On hearing the announcement I was initially very skeptical and to a certain degree I remain skeptical as I can’t see PFI providers handing back any savings without some challenging negotiations around changes to the service level specifications and balance of risks between the authority and provider.

This though is the point isn’t it? as the government recognise that gold plating exists within many contracts and that on reflection many of the risks and responsibilities placed on the PFI providers for elements such as utility costs, indexation, vandalism, service level specifications, response times, insurances, change in law and soft FM may now either be removed entirely and the risk transferred back or services taken back by the Authority.

But how does one go about valuing some of these items and what are the legal implications?.  These are the aspects where I am most skeptical.  The saving offered are likely to be less than the cost originally ascribed to the element and the removal of some items may have a cascade factor onto the costs of other services within the same PFI contract or more seriously on the cost of other PFI contract.
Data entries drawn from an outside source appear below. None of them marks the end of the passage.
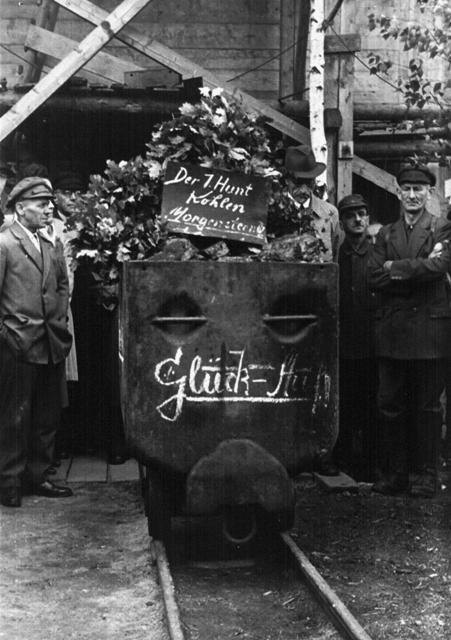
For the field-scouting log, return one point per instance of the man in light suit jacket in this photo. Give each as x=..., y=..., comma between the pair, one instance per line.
x=408, y=268
x=34, y=342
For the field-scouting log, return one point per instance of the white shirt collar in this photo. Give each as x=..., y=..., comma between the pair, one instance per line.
x=32, y=236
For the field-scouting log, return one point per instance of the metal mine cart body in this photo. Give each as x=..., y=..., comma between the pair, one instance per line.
x=229, y=382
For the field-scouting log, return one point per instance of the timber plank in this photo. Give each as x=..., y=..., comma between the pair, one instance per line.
x=70, y=65
x=186, y=35
x=370, y=172
x=59, y=47
x=227, y=60
x=201, y=11
x=188, y=69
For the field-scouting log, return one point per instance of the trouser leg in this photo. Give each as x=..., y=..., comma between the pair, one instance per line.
x=428, y=378
x=447, y=434
x=392, y=400
x=46, y=411
x=15, y=414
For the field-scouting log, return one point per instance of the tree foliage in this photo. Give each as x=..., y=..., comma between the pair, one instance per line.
x=429, y=38
x=119, y=218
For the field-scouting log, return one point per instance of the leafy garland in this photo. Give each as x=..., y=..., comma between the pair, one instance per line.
x=118, y=219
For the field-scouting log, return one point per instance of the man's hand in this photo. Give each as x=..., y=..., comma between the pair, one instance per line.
x=436, y=251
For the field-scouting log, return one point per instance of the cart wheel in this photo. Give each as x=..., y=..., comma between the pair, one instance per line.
x=270, y=524
x=156, y=508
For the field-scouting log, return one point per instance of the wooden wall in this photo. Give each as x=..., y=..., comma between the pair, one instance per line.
x=225, y=37
x=228, y=38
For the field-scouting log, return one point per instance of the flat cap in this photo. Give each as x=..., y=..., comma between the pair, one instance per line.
x=353, y=201
x=301, y=162
x=30, y=188
x=416, y=175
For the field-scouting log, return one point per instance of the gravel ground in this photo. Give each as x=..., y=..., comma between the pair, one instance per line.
x=80, y=568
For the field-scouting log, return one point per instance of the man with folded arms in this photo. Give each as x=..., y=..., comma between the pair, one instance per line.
x=34, y=342
x=408, y=268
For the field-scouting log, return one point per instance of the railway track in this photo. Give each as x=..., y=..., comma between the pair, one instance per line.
x=336, y=611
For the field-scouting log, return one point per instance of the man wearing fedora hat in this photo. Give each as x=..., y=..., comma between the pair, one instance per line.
x=302, y=169
x=34, y=342
x=408, y=268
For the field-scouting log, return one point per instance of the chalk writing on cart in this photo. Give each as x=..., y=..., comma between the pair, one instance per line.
x=208, y=380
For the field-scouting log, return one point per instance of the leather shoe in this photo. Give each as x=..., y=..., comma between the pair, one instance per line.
x=50, y=490
x=424, y=485
x=11, y=497
x=117, y=459
x=392, y=484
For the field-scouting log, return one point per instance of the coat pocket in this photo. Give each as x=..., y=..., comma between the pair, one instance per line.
x=440, y=312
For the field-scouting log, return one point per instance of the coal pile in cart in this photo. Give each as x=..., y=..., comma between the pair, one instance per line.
x=227, y=317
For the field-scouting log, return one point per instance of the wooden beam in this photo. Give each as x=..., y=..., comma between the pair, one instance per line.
x=47, y=15
x=173, y=60
x=70, y=65
x=345, y=151
x=300, y=71
x=169, y=58
x=57, y=46
x=287, y=37
x=379, y=177
x=343, y=43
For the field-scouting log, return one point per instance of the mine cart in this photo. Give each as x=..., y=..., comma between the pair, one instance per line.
x=229, y=385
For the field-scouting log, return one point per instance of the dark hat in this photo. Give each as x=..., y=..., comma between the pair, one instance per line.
x=301, y=162
x=35, y=169
x=69, y=181
x=353, y=201
x=416, y=175
x=30, y=188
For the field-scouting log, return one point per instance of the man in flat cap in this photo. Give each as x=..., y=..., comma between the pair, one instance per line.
x=302, y=169
x=358, y=369
x=34, y=342
x=413, y=336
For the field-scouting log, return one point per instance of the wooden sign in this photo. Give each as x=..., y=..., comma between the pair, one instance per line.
x=207, y=202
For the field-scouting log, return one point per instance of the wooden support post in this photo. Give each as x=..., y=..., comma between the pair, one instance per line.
x=339, y=95
x=48, y=13
x=287, y=38
x=300, y=69
x=169, y=58
x=345, y=149
x=70, y=65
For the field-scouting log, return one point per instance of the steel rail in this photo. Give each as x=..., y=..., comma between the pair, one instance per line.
x=158, y=551
x=342, y=618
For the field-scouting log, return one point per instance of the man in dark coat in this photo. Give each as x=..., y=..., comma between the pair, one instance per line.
x=34, y=342
x=413, y=336
x=355, y=450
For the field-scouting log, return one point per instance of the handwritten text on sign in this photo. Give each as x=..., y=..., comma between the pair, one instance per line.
x=242, y=381
x=208, y=202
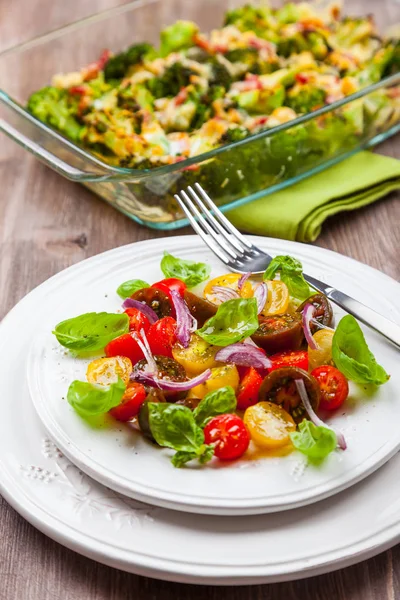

I haven’t even touched on the legal challenges.

Notwithstanding these concerns I do accept that these contracts need to be looked at both from a performance management perspective, which has historically been poor, and the structure of the contract.  I do though believe that providers will act in the public interest to help identify and work through savings.  However, before embarking on such a cost reduction plan, the right advisors need to be engaged on the right terms – not half a fee for half a job – and this needs to be done in collaboration.  I think one needs to recognize that the providers costs should also be reimbursed so that an open and transparent dialogue can be conducted which identifies the best sources of savings, the options and their implications.

Lets also not forget that arguably one of the best way for authorities to save money is to ensure that their PFI contract are highly utilised and as much activity as possible is provided within these facilities.  The utilisation of the asset therefore needs to be looked at closely and where possible this should be increased by transferring activity away from other estate so that savings may be made elsewhere.